1.) They are more 'friends" with clients than they are professional resource

2.) They lack confidence in exercise physiology and biomechanics

3.) They are inexperienced in "probing" or investigating outside of the normal dialogue between professional and client.

4.) They are not prepared for the unexpected.

Everyone feels "pain". I feel pain every day--mine is from weekly workouts that push me to the edge. Mine are from years of lifting weights and recently, adding homeowner activities to my daily grind: shoveling snow, gardening, mowing the lawn, cleaning gutters, etc, etc...

You must investigate your client's pain. Not simply stop the activity. The more you investigate,  the more it will prompt you to observe and research. Asking questions and investigating will enable you to create a "mental log" of certain descriptive phrases used for the pain. This will help you in the future when working with others that may experience the same discomfort.

You must learn to modify exercises. You can only modify exercises if you know why an exercise MAY hurt. Did you get that? Why does a standard push up cause painful shoulders or elbows and a modified does not? Answer: shortened lever. What does this mean? When a push up is performed on the knees, the length of the body is shortened and places less demand on the core musculature and shoulder girdle. This is going to take some experience. Learning how to modify movements by manipulating angles, body placement, loads, and progressive order. I talk about this a ton in Shatterproof Spine.
Stop being fearful. Listen, no one is asking you to "act like a doctor". But your fear may actually be preventing your client from getting some real results, real fast. Fear is usually a result of lack of preparation and ignorance.
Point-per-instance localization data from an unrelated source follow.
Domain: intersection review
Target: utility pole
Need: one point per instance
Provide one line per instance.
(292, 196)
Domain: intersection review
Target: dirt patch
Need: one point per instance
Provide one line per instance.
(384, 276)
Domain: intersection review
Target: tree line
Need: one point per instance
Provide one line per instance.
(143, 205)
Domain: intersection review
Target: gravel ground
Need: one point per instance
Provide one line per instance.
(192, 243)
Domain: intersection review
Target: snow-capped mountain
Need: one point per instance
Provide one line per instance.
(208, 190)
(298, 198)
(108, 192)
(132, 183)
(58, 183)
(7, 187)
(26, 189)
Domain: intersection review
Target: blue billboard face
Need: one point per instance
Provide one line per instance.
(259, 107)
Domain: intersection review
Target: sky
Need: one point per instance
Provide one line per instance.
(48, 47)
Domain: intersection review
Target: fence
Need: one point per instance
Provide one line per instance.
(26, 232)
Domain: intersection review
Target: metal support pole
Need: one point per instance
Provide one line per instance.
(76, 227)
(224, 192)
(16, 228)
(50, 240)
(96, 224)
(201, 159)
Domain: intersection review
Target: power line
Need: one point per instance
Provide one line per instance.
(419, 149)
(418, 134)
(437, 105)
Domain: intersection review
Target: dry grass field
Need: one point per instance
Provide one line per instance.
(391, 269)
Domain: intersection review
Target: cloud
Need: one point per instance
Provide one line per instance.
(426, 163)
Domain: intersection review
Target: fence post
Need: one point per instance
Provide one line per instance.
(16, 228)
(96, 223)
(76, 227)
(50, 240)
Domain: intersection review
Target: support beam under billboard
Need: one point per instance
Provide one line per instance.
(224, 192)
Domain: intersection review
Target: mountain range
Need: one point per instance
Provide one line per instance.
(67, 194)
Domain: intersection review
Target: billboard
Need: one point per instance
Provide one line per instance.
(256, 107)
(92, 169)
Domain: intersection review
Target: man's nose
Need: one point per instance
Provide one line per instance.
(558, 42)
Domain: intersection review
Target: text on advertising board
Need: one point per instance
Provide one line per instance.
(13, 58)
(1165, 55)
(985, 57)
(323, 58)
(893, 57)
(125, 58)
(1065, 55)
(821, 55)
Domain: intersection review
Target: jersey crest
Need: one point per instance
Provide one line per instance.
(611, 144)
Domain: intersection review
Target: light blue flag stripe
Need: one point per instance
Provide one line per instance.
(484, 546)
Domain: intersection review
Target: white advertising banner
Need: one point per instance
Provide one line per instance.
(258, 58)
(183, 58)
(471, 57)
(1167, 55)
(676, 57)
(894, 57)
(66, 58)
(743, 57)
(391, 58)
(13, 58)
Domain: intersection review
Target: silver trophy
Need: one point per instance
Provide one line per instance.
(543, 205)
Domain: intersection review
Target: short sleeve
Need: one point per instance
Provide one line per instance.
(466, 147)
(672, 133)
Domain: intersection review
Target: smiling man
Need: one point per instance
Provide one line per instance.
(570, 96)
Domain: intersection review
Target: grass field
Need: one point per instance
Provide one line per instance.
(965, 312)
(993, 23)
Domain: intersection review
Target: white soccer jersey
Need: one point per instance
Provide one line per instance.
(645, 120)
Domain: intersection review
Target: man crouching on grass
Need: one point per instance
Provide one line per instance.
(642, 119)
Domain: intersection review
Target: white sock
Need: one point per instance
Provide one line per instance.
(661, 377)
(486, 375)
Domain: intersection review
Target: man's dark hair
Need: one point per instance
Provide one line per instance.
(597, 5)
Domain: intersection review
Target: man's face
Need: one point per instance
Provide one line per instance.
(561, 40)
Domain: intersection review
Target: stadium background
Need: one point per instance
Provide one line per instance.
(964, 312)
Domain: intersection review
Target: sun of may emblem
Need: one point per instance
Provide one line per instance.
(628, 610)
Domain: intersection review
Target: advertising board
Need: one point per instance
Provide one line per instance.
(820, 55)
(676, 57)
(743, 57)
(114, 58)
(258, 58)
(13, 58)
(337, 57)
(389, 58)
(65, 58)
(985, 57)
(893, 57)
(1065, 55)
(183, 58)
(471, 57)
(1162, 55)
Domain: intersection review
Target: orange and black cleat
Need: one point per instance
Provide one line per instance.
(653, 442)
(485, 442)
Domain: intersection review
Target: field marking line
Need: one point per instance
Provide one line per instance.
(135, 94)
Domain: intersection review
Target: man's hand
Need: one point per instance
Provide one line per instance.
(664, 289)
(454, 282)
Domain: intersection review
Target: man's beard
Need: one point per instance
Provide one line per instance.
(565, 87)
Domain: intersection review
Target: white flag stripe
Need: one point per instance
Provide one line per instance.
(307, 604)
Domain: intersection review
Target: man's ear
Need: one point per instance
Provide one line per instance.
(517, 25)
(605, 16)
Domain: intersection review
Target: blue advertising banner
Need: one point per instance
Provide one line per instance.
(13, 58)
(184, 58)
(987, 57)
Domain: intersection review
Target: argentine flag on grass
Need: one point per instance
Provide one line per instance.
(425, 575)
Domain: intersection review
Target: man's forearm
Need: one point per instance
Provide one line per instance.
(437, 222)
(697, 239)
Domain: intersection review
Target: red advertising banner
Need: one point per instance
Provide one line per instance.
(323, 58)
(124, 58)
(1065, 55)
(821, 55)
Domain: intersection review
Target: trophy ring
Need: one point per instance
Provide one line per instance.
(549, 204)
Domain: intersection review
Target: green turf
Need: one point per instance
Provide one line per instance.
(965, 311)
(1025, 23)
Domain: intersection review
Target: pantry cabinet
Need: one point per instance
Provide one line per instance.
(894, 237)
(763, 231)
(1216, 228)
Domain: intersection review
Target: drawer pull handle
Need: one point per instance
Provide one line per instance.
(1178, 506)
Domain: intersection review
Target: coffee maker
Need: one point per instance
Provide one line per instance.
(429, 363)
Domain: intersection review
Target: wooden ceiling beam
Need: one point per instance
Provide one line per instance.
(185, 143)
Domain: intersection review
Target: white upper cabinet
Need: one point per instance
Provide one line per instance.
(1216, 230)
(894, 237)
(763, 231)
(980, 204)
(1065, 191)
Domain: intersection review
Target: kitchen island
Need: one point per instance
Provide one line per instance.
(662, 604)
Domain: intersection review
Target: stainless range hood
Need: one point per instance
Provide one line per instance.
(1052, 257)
Be prepared for an injury. When a client begins to complain, listen to them but take control. If you went to your local hospital's ER for an emergency, would you want to be met with a doctor afraid to help you or do you want to be met by a doctor ready to take control? I chose the latter. Start with acquiring insurance with a minimal 2 million aggregate. Second,  try every exercise you use in your arsenal on yourself first. There has never been a day since 1999 that I have not tried an exercise scheme on myself before giving it to a client. Period. And thirdly, learn more about biomechanics, physiology, and first aid. If you are CPR certified, you are missing First Aid knowledge. If you lack in knowledge begin to research online, continuing education, or network with medical professionals.

Lastly, stop being your client's friend and get them where they need to go! Trust me, I am all for being friendly, relationship building, and singing happy birthday to my clients...but at the end of the day I have a job to do. My job is to bring them to the edge that they won't bring themselves to. Period. If you are simply bringing them to the level they are comfortable with--you are simply doing nothing for them that they already couldn't have done on their own. Now,  they simply have company doing it.

I hope the majority of you understand this blog post. The more you understand the mechanisms of injury and experience the different perceptions; the better you can serve your clients.


  1. Excellent article. Another one of those issues which seems obvious and simple to some trainers, but really isn't.

    I think the issue of knowing the biomechanics of things is pretty important, so you can have a go at figuring out whether we're talking about a genuine injury or just the stress of the body actually working for a change. And many trainers lack this knowledge.

    For example, looking at routines given by other trainers in my gyms, very very few account for postural issues.
    "Client has a sore lower back, oh well, must be weak, let's give her hyperextensions. And weak core, let's give her crunches."
    "Um, she has an increased lordosis."

    Sorry, just started two new jobs and I'm ragin'.

  2. 'experience the different perceptions'. Individualize the program, learn to recognize your clients' unique responses to exercise. Thanks John, you're an enduring source of wisdom.